Er parierte ihre Blicke gelassen. „Wie ich gehört habe, wetten die Jungs im Umkleideraum auf so gut wie alles. Sie wollen mir doch nicht ernsthaft weismachen, dass ausgerechnet darauf nicht gewettet wird?“
Im Einklang drehten sie sich zu Frank um und bedachten ihn mit einem vernichtenden Blick, aber John sagte: „Sehen Sie nicht Chilworth an. Meine Verlobte und ich reden über so was. Victoria war zwar die letzten Jahre weg, aber schließlich ist sie hier aufgewachsen.
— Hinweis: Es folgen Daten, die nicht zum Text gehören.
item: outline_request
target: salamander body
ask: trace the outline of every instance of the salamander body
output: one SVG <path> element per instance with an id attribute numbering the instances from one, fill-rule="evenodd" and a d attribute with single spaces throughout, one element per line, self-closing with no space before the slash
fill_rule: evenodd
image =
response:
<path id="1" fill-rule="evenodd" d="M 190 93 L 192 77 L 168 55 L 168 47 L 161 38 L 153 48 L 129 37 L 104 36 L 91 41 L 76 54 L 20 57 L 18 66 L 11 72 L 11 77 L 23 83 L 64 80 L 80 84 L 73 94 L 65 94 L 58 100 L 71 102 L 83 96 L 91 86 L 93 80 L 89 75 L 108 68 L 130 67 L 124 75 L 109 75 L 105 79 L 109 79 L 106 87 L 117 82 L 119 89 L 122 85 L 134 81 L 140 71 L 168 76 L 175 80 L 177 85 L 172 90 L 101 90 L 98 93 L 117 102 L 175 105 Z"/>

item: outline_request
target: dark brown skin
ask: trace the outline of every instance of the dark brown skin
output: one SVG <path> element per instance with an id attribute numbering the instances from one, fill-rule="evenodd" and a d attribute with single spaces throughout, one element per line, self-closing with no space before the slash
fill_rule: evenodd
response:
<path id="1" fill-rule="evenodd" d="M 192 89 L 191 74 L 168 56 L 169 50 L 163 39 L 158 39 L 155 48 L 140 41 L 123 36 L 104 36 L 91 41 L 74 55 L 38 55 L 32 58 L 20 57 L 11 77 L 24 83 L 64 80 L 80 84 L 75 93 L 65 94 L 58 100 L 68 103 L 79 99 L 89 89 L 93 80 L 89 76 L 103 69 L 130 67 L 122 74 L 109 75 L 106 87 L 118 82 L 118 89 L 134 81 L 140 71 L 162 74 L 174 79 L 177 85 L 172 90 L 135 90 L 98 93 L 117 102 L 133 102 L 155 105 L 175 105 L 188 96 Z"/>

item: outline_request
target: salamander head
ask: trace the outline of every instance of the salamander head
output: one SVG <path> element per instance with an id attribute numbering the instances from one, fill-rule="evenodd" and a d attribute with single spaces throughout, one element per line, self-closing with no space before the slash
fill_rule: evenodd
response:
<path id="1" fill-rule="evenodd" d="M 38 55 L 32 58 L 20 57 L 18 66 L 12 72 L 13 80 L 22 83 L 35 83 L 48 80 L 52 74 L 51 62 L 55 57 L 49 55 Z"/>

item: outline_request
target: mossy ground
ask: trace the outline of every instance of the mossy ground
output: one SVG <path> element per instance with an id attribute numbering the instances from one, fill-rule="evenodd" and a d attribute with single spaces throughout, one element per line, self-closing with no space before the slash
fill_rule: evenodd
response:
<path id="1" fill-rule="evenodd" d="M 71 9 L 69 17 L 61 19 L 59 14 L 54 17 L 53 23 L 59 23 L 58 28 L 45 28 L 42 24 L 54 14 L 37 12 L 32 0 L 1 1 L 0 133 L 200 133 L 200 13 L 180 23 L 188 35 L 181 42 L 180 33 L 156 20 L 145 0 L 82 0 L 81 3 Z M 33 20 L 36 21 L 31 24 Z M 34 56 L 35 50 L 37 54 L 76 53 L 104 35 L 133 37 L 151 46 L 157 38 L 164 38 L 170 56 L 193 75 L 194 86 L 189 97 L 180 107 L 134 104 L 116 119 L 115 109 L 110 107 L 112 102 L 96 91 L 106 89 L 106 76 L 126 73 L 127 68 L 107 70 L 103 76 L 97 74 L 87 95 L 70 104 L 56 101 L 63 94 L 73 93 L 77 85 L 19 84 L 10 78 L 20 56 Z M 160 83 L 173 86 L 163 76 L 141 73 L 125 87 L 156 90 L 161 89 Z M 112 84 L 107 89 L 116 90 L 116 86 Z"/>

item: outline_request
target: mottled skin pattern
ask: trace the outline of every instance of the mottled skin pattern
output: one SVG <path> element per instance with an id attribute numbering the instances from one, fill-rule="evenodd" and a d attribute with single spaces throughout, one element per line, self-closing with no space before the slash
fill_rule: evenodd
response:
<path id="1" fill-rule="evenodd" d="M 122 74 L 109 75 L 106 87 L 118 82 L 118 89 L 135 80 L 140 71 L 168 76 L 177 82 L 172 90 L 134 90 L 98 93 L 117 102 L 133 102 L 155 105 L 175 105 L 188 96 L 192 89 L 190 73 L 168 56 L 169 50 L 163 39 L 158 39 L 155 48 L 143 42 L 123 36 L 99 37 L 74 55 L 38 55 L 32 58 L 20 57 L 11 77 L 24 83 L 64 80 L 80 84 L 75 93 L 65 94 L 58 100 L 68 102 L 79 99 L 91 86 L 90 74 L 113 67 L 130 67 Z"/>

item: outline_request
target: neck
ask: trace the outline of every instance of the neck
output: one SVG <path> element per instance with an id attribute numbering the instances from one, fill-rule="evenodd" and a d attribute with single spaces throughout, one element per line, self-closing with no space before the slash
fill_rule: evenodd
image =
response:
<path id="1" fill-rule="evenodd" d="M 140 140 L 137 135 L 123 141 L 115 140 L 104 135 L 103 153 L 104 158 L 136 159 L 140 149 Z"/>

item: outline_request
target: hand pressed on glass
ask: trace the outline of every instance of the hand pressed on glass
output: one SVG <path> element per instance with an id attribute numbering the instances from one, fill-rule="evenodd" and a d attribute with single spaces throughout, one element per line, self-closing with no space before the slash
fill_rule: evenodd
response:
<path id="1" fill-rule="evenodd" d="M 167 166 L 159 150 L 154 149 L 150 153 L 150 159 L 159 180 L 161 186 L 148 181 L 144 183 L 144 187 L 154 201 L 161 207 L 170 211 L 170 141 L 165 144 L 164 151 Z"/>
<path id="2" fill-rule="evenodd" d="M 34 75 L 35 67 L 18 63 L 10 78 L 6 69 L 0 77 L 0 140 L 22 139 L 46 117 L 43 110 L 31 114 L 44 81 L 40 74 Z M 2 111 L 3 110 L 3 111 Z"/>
Sie weiß, wie der Hase läuft.“
Einen Augenblick lang sah Hamlin nicht überzeugt aus, aber dann nickte er nachdenklich. „Ich denke, es gehört sich wohl, dass sie Ihnen alles erzählt“, gestand er.
„In der Tat“, stimmte Olson zu. „Wie sonst sollten Sie sich um ihre Angelegenheiten kümmern können?“
In der Hoffnung, Tori würde niemals von dieser Unterredung erfahren, trug er noch ein bisschen dicker auf. „Außerdem denke ich, dass Sie beide einigen Einfluss haben. Wenn jemand weiß, was hier vorgeht, dann sicher Sie.“ Victoria brauchte keinen Mann, der sich um sie kümmerte, und er hatte das Gefühl, sie würde es nicht begrüßen, zum hilflosen kleinen Weibchen degradiert zu werden – egal wie nützlich diese Maskerade sein könnte.
Das seltsame Paar setzte sein Ich-weiß-mehr-als-du-Spiel noch eine Weile fort. Jeder von ihnen glaubte genau zu wissen, wer zur fraglichen Zeit nicht im Speisezimmer gewesen war. In diesem Fall war ihr Machtkampf sogar recht nützlich. Während er seinen Putter in der Golftasche verstaute, verstaute er gleichzeitig einige Namen in seinem Gedächtnis. Ein Name riss ihn jedoch aus seinen Gedanken.
„Wentworth war an diesem Abend auch da?“ Er drehte sich zu Hamlin um.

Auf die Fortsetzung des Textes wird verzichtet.